What Happens at Decision Altitude?

At the published decision altitude, one question must be answered: do you have the required visual references?

The regulation is specific. Required references include the approach light system, threshold or threshold markings or lights, runway end identifier lights, the runway itself, runway markings or lights, or a touchdown zone and its markings or lights. A vague glow in the murk does not qualify. If you have the required references and can make a normal landing from your current position and attitude, continue. If you do not, execute the missed approach - immediately.

Decision altitude is not a suggestion. Below minimums without required references is where accident reports begin.

What Mistakes Specifically Trip Pilots Up on LPV Approaches?

Database expiration. If the navigator’s database is expired, the approach cannot legally be flown to LPV minimums. Some navigators will still display the approach with elevated minimums or reduced authorization. Check database currency before the flight, not at the final approach fix.

Missing the LPV annunciation. Before crossing the final approach fix, confirm the navigator shows LPV active - not LNAV, not ARM, not GPS. If you do not see LPV, do not descend to LPV minimums. Continuing below LNAV minimums on the assumption that LPV is active is how pilots encounter terrain they believed was below them.

Altimeter setting errors. An incorrect altimeter can place you below the published glidepath while the deviation needle shows centered. Set the current altimeter at every opportunity and cross-check against published crossing altitudes at named fixes.

Late configuration. Get stable early. If you are still configuring past the final approach fix, the approach is not going well.

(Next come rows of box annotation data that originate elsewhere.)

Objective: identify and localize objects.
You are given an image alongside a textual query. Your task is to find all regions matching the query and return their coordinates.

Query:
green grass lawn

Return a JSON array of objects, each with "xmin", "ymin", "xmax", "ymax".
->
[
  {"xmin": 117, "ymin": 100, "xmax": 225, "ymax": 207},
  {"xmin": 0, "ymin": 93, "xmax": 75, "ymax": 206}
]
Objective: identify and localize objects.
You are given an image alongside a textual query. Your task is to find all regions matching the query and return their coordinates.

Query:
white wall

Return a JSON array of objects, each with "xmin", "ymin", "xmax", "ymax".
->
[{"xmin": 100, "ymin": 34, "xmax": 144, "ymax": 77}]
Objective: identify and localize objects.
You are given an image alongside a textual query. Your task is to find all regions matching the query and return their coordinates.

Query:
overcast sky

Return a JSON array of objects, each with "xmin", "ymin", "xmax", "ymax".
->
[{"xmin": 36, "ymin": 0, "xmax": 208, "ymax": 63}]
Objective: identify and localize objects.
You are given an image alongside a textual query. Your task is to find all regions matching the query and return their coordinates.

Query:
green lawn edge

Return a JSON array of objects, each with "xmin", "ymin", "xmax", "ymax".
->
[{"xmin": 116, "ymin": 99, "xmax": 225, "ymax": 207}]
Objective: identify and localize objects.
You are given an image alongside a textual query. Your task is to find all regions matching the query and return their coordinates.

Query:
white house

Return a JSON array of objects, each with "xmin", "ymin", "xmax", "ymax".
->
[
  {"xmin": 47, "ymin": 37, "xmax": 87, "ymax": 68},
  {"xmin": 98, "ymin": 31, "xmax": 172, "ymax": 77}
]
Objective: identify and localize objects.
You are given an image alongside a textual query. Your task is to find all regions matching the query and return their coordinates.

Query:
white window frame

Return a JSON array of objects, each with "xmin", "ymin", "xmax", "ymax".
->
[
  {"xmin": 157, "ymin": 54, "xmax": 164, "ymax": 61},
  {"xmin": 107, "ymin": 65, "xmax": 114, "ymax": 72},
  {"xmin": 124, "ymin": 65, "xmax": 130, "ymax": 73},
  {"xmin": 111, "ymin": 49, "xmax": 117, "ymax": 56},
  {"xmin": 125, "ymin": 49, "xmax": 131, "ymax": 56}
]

Execute the missed approach, get established, and fly a second approach from a configured, briefed position.

Skipping the missed approach brief. Brief the missed approach as part of the full approach brief - every time, on every approach. Know the climb heading, target altitude, fix, and hold instructions before you need them. Expecting to land is not the same as planning for every outcome.

Key Takeaways

  • LPV approaches deliver Category One ILS-equivalent minimums - decision altitudes as low as 200 feet above the touchdown zone and quarter-mile visibility - to any airport served by a WAAS signal, without requiring ground-based ILS infrastructure.
  • A WAAS-certified GPS receiver is required. Many navigators in older aircraft, including some Garmin GNS 430 units, are non-WAAS and cannot fly LPV minimums regardless of what the plate shows.
  • Before the final approach fix, the navigator must annunciate LPV - not LNAV, not ARM. If it does not, do not fly to LPV minimums.
  • A current navigation database is legally required. Verify before every flight.
  • At decision altitude: if required visual references are present and a normal landing is possible, continue. If not, execute the missed approach immediately. There is no third option.